La tension est montée d’un cran ce mardi à la direction de l’Électricité de Guinée (EDG). Des agents prestataires venus de Conakry et de plusieurs préfectures se sont mobilisés pour exprimer leur mécontentement face aux contrats à durée indéterminée (CDI) qui leur ont été soumis.

Selon les manifestants, cette convocation devait marquer une étape vers leur intégration définitive au sein d’EDG. Mais une fois sur place, ils affirment avoir découvert des contrats qui ne leur apporteraient aucune amélioration significative par rapport aux conditions qu’ils connaissent depuis plusieurs années sous la gestion du cabinet Trust Africa.

« Nous avons consacré plusieurs années à cette entreprise. Certains travaillent ici depuis sept ans, d’autres depuis quatre ou deux ans. Nous pensions qu’il s’agissait d’une reconnaissance de notre engagement, mais les contrats proposés ne changent pas notre situation », a expliqué Daouda Condé, porte-parole du mouvement.
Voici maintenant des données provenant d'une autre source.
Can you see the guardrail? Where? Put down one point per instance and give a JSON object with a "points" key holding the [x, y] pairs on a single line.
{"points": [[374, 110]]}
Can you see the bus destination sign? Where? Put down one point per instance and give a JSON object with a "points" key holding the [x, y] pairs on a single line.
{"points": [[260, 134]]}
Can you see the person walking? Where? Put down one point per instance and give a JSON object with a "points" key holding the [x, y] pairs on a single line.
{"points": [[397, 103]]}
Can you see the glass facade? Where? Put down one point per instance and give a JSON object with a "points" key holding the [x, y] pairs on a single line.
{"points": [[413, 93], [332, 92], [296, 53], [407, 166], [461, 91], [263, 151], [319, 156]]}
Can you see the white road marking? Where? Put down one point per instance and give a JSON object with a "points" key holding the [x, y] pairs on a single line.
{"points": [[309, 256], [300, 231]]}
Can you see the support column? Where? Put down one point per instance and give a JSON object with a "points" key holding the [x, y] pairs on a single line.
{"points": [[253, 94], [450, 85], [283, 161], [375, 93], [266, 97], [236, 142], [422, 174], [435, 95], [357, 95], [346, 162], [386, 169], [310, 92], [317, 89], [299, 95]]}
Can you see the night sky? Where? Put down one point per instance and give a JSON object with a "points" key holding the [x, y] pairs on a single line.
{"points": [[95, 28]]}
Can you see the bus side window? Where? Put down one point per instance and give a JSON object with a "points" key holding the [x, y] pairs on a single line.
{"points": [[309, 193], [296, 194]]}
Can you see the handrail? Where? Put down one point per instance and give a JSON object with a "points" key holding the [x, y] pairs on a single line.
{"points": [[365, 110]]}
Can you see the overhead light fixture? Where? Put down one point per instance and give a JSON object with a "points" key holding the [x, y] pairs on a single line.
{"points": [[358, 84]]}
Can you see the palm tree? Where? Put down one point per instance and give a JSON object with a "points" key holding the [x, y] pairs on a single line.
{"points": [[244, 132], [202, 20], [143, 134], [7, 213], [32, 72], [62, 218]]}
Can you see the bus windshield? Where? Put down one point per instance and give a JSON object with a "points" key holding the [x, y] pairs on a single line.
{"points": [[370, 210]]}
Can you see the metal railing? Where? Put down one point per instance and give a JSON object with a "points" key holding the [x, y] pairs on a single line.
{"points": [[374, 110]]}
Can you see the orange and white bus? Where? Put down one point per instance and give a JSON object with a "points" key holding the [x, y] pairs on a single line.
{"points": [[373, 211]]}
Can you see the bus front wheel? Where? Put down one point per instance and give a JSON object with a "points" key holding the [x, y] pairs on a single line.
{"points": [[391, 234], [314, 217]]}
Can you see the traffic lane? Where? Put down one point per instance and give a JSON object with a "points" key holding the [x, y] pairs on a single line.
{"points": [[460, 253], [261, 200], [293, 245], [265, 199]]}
Les prestataires dénoncent notamment des rémunérations qu’ils jugent faibles, l’absence de classification professionnelle, ainsi que le manque de congés et d’avantages liés à leur ancienneté. Ils estiment pourtant avoir largement contribué aux résultats et au fonctionnement quotidien de l’entreprise.

Les protestataires s’interrogent également sur le recrutement annoncé de 450 nouveaux agents, alors que plusieurs centaines de travailleurs déjà en activité au sein d’EDG attendent toujours une reconnaissance officielle de leur statut.

Du côté des agents concernés, le sentiment d’injustice reste fort. Rabiatou Baldé, gestionnaire technico-commerciale à l’agence de Madina, affirme que plusieurs prestataires ont refusé de signer les contrats proposés après avoir constaté l’absence de changements concrets.

« Nous exerçons les mêmes missions que les autres agents et nous participons chaque jour aux performances de l’entreprise. Notre demande est simplement que notre travail et notre expérience soient reconnus », a-t-elle déclaré.

Les prestataires appellent désormais la direction d’EDG à revoir les propositions faites et à engager un dialogue afin de trouver une solution durable à leur situation.